Before you look forward, you should look back.
St. Johns Town Center
In an era of declining consumer interest in brick-and-mortar retail, St. Johns Town Center and its surrounding properties continued to grow through the 2010s. The open-air mall opened in 2005 with high-end retailers new to the Jacksonville market and in the past decade, other developments have been built adjacent to the center at Butler Boulevard and Interstate 295. The developments not only include retail and restaurants but several apartment complexes, making the Town Center area the hub of Jacksonville’s Southside and the region.
Shad Khan bought the Jacksonville Jaguars for $770 million in 2012 and the value of the NFL franchise has since tripled to $2.325 billion, according to Forbes. While the team has struggled on the field, Khan is trying to expand the franchise’s financial success with development surrounding the stadium. That includes a $450 million proposal for Lot J that includes a hotel, apartments, offices and an entertainment complex.
When an economic incentive proposal resolution was filed by City Council in April 2016 for the code-named Project Rex, people soon learned that Amazon.com, the world’s largest online retailer, was coming to Jacksonville. The company has since opened four fulfillment and distribution centers with an estimated investment of nearly $500 million and a workforce of more than 4,000 people. The company filed site plans in December for its next facility, the conversion of a former Kmart store along Blanding Boulevard in West Jacksonville into a delivery center.
“Jacksonville America’s Logistics Center” was registered with the U.S. Patent and Trademark Office in 2008 and was the kickoff for a campaign to make the region live up to the name. In the past decade, logistics has seen strong growth, fueled by container shipping with the addition of Asian routes. Asian cargo at JaxPort grew from about 90,000 container equivalent units in 2010 to more than 441,000 units in 2019. That cargo is delivered to destinations with about 60 million consumers in the Southeast via rail and highway.
St. Johns County
The latest U.S. Census Bureau data shows St. Johns County was the eighth-fastest-growing U.S. county in 2018, and the population jumped 33.8% to 254,261 from 2010 through 2018. Much of the boom is coming in the northern part of the county with developments including the new Durbin Park development and the Nocatee region that began developing in the late 2000s. Nocatee spills over into southern Duval County, where growth continues with projects including the “smart living community” eTown.

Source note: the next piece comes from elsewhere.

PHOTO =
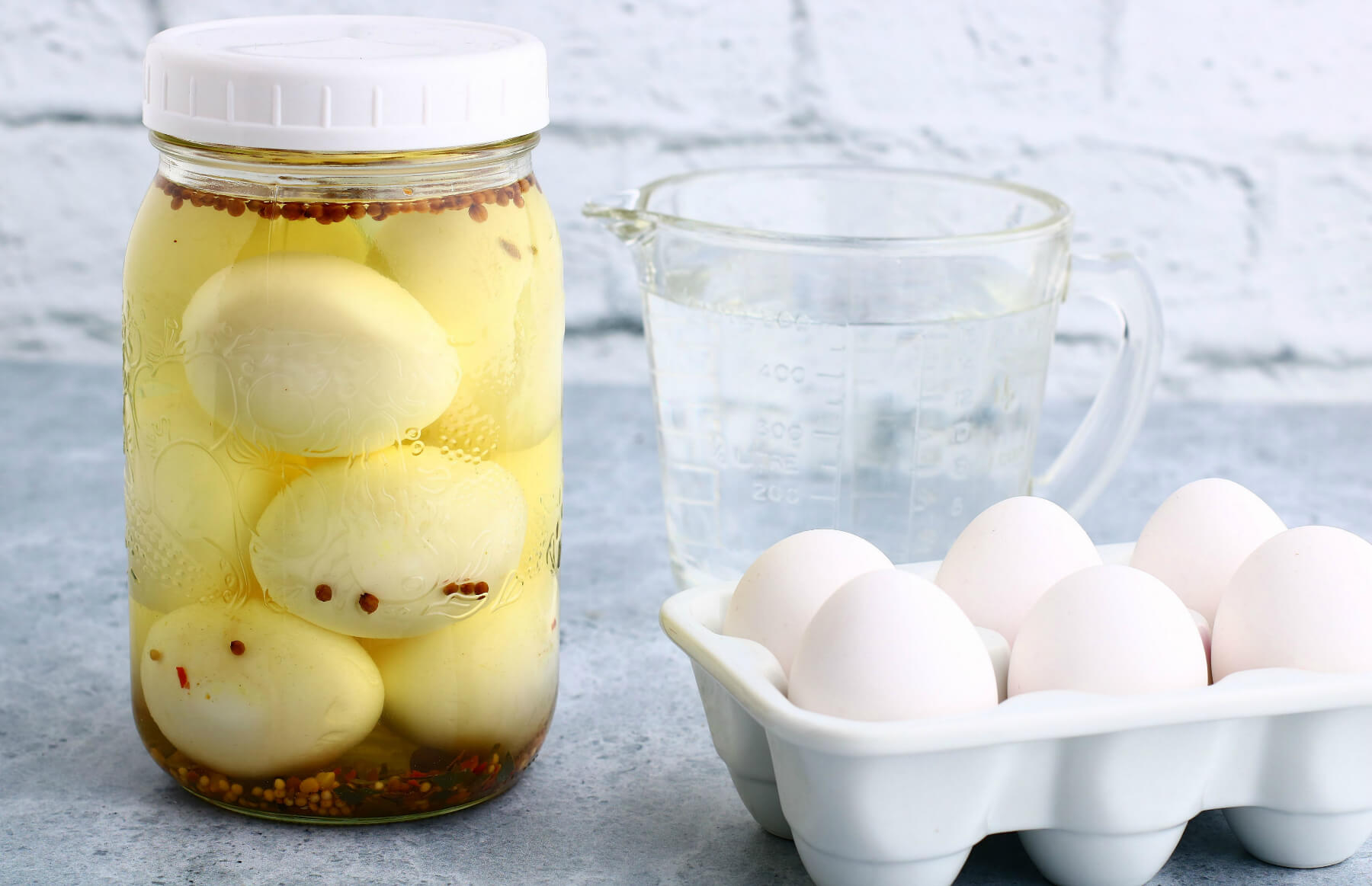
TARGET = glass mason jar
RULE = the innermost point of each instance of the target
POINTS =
(342, 361)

The 2010s were a period of unprecedented growth, as the U.S. economy rebounded from the 2007-09 recession. Jacksonville’s unemployment rate started the decade at a record high 11.2% in January 2010 and after 10 years of growth, the jobless rate for the metropolitan area fell to a record low of 2.6% in November 2019. Jacksonville area businesses added 167,100 jobs to their payrolls during the decade, a 29.3% increase.

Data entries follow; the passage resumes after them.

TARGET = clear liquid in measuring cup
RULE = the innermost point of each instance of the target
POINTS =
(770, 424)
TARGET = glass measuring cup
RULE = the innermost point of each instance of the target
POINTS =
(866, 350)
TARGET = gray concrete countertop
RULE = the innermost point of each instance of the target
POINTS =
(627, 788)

Fidelity National Financial Inc. moved its headquarters from California to Jacksonville in 2003, and the Fortune 500 company spawned further growth by spinning off two other publicly traded companies: Fidelity National Information Services Inc., or FIS, and Black Knight Inc. FIS itself has grown into another Fortune 500 company and its expansion is continuing. The company last year announced plans to build a $145 million headquarters on Riverside Avenue and add 500 jobs to its 1,216 Jacksonville workforce.
In the 2010 U.S. Census, there were only 60 residents in the Brooklyn area of Downtown, along the west side of Riverside Avenue between Forest and Water streets. That began to change a year later with construction of the 220 Riverside apartments and a shopping center anchored by Fresh Market. More development followed and it’s not finished yet with more than $269 million in projects underway or planned, including the world headquarters for Fidelity National Information Services.
In the past decade, Jacksonville’s major health care providers — Ascension St. Vincent’s, Baptist Health, UF Health, Mayo Clinic, Memorial Hospital and Wolfson Children’s Hospital — expanded services including full-service hospitals and stand-alone emergency care facilities. Technological advances included the addition of pencil beam scanning at the UF Proton Therapy Institute and Mayo Clinic’s Discovery and Innovation Building that houses an incubator for health-based entrepreneurs and a lung restoration facility.
Tim Cost became president of Jacksonville University in February 2013, returning to his Arlington alma mater after a top-level business management career. Cost soon initiated a $120 million capital campaign that exceeded its goal by about $2 million. Cost also organized the Renew Arlington revitalization; led JAX Chamber’s economic development; and chaired the influential Jacksonville Civic Council.